The Waynesboro Formation is a limestone, dolomite, and sandstone geologic formation in Virginia, Maryland, Pennsylvania and West Virginia. In some areas it is composed of limestone and dolomite. The Waynsboro Formation is one of the formations that make up the Shenandoah Valley. It dates back to the Cambrian period and is not considered fossiliferous.

==Description==
The Waynesboro Formation is a predominantly limestone, dolomite, and sandstone formation that is found along the valley floor of the Shenandoah Valley. It can also contain sometimes large beds of siltstone and shale. The Waynesboro is often covered by gravel washes from surrounding mountains or by weathered debris from the formation itself, making finding outcrops for study difficult. The formation is thought to represent a shallow marine depositional environment.
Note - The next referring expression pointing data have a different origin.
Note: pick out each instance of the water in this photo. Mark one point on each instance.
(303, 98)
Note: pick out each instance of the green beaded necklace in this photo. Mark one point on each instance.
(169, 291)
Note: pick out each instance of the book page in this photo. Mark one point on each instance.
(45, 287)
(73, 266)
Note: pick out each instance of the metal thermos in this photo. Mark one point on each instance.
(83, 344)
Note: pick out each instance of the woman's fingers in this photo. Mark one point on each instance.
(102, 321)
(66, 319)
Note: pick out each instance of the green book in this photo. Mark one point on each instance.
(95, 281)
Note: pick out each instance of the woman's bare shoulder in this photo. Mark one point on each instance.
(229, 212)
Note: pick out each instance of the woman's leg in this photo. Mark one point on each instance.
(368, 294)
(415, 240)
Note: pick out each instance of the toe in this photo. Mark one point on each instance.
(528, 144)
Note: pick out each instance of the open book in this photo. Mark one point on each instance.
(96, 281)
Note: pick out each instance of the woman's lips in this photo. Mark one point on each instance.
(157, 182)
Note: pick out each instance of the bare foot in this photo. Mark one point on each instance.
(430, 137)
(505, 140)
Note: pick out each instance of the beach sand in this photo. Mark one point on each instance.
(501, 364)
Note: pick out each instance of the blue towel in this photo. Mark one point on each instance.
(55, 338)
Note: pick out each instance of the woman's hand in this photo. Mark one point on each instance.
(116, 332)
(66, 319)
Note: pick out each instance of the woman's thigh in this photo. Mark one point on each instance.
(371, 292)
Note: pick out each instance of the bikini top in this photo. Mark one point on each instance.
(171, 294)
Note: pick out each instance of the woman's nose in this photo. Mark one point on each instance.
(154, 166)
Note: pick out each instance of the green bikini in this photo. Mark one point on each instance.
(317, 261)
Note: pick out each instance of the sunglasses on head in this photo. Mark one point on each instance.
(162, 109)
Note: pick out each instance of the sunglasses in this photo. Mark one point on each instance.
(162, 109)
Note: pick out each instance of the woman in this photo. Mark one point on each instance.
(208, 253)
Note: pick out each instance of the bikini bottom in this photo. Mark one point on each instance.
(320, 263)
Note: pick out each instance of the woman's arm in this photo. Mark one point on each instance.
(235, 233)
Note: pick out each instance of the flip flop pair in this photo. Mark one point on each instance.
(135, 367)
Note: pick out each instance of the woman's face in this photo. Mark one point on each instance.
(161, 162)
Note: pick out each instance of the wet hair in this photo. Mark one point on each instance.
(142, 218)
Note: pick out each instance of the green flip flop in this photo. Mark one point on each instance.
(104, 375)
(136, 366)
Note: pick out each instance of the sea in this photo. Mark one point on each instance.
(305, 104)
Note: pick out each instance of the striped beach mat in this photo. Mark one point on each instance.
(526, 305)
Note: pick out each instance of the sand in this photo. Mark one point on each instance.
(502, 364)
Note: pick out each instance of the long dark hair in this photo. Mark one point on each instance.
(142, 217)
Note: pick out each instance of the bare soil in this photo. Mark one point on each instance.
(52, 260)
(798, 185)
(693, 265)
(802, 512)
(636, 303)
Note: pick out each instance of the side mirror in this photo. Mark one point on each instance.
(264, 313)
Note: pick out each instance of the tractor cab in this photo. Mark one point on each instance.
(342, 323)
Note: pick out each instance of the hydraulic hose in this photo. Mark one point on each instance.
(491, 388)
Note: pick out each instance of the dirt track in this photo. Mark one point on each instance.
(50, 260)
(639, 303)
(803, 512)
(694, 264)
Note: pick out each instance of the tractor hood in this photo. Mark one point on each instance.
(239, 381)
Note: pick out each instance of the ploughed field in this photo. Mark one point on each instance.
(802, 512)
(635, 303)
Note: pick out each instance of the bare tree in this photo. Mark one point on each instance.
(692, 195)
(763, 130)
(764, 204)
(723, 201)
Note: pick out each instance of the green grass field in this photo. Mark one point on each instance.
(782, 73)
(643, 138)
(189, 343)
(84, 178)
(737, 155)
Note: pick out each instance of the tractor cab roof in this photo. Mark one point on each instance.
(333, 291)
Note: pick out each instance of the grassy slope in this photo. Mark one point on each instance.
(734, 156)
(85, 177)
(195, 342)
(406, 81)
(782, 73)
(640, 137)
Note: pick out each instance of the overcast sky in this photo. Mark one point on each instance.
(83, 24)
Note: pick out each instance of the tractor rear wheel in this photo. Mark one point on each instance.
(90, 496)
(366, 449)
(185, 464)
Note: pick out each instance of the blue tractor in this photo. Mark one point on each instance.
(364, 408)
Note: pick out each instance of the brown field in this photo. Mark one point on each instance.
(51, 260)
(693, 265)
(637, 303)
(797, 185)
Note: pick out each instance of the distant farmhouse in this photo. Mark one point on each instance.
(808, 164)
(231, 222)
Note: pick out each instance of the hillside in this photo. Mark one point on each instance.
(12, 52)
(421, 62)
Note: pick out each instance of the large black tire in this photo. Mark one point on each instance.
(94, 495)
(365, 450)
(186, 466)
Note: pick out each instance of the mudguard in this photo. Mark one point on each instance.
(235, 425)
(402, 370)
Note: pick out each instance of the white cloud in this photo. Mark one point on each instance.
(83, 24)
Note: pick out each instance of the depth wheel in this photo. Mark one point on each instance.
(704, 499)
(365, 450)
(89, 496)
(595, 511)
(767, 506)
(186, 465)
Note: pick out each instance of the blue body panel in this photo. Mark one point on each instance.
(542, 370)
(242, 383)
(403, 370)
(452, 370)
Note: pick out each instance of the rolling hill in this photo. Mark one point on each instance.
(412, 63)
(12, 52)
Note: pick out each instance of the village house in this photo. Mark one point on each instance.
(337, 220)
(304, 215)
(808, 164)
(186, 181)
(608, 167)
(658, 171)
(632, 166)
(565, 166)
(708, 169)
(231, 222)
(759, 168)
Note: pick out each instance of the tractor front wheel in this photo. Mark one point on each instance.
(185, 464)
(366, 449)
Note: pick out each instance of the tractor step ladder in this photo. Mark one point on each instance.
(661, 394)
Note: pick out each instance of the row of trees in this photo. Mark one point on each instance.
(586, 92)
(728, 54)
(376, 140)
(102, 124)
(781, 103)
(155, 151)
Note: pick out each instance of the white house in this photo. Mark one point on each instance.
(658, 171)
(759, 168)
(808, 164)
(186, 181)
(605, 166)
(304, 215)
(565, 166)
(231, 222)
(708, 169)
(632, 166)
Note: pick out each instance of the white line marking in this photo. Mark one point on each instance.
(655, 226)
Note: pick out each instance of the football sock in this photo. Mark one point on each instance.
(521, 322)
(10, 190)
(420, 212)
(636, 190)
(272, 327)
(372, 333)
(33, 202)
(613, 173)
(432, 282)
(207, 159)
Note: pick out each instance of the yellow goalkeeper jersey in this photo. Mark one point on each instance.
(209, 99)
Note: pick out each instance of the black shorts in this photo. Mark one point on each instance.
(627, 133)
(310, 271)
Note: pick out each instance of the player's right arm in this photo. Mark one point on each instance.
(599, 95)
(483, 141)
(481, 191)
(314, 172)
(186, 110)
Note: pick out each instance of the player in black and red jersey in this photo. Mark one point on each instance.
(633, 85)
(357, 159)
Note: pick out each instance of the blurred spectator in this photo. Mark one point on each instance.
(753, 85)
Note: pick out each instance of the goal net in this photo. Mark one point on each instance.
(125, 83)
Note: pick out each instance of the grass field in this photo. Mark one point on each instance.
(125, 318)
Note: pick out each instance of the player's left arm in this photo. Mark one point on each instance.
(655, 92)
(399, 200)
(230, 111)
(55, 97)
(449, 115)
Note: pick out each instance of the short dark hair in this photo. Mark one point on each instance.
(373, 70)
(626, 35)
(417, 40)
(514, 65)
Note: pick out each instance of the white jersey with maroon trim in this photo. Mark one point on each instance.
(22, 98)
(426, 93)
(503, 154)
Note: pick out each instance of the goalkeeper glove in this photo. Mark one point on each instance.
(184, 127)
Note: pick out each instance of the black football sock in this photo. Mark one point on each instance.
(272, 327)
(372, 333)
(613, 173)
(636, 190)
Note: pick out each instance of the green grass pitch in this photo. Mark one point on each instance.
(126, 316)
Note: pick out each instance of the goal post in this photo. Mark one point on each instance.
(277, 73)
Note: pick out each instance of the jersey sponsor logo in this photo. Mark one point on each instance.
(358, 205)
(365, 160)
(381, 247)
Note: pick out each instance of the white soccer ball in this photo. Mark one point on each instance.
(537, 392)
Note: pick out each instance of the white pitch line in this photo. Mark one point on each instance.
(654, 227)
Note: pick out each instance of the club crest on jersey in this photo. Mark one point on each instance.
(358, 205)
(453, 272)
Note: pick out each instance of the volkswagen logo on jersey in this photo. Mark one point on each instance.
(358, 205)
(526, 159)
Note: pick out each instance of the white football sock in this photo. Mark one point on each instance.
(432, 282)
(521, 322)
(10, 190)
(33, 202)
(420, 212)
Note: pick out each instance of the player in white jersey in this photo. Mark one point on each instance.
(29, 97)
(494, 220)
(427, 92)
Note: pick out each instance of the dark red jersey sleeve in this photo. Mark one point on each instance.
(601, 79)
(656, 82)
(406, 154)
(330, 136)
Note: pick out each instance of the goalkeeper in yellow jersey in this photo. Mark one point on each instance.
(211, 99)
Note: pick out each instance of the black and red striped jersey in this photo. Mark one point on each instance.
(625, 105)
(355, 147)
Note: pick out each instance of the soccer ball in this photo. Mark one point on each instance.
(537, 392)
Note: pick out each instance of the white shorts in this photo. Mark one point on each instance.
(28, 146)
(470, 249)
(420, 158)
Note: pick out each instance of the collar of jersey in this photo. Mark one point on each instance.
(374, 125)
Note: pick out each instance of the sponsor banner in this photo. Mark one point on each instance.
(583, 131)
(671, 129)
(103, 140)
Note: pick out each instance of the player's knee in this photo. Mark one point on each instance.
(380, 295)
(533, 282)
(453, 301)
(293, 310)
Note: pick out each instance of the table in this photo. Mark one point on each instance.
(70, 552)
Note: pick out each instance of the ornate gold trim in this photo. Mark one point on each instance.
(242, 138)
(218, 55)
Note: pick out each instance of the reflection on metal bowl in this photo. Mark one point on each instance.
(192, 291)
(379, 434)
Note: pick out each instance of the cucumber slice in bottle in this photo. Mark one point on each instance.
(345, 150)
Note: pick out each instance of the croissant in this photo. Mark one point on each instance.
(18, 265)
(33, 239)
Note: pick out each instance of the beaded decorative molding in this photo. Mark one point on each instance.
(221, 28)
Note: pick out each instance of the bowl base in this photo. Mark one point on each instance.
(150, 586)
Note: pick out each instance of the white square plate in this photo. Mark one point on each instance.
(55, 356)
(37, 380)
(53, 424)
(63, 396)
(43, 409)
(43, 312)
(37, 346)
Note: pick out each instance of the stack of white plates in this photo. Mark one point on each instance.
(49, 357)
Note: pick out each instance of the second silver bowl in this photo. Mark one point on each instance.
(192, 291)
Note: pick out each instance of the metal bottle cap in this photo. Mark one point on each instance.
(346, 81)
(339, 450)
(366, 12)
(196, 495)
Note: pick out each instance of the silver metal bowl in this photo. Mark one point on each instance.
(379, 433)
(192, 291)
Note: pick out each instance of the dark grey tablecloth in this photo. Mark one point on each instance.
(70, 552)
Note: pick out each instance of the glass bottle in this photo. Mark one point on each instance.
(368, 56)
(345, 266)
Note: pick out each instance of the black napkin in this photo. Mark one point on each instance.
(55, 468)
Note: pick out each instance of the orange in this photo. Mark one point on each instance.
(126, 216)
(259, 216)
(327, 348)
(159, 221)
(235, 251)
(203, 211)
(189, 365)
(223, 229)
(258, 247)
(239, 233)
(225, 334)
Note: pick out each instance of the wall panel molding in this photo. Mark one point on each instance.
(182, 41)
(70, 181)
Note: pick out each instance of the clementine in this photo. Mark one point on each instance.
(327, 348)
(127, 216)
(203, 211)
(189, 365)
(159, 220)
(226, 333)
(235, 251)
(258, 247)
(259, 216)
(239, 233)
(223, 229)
It was called the Watuga shale in parts of Virginia, but the name was abandoned in favor of the already established Waynesboro Formation. The Waynesboro Formation contains poorly preserved fossils of the brachiopod Lingulella and the trilobite Ptychoparia

===Members===
The Waynesboro Formation was recognized as having three members in Virginia, Maryland, and Pennsylvania. These members were later named the Red Run Member, the Cavetown Member, and the Chewsville Member. The Red Run Member is named after Red Run Creek near the Maryland-Pennsylvania state boundary, and forms the basal member of the formation. It consists of calcareous sandstone, sandy dolomite, and calcareous shale. Good exposures of the Cavetown Member are rare, but the member consists of limestone and dolomite with bioturbation with some interbedded sandstone. The youngest member of the Waynesboro Formation is the Chewsville Member, which is named after Chewsville, Maryland. It is composed of interbedded siltstone, sandstone, and shale and is considered the most distinctive member of the formation.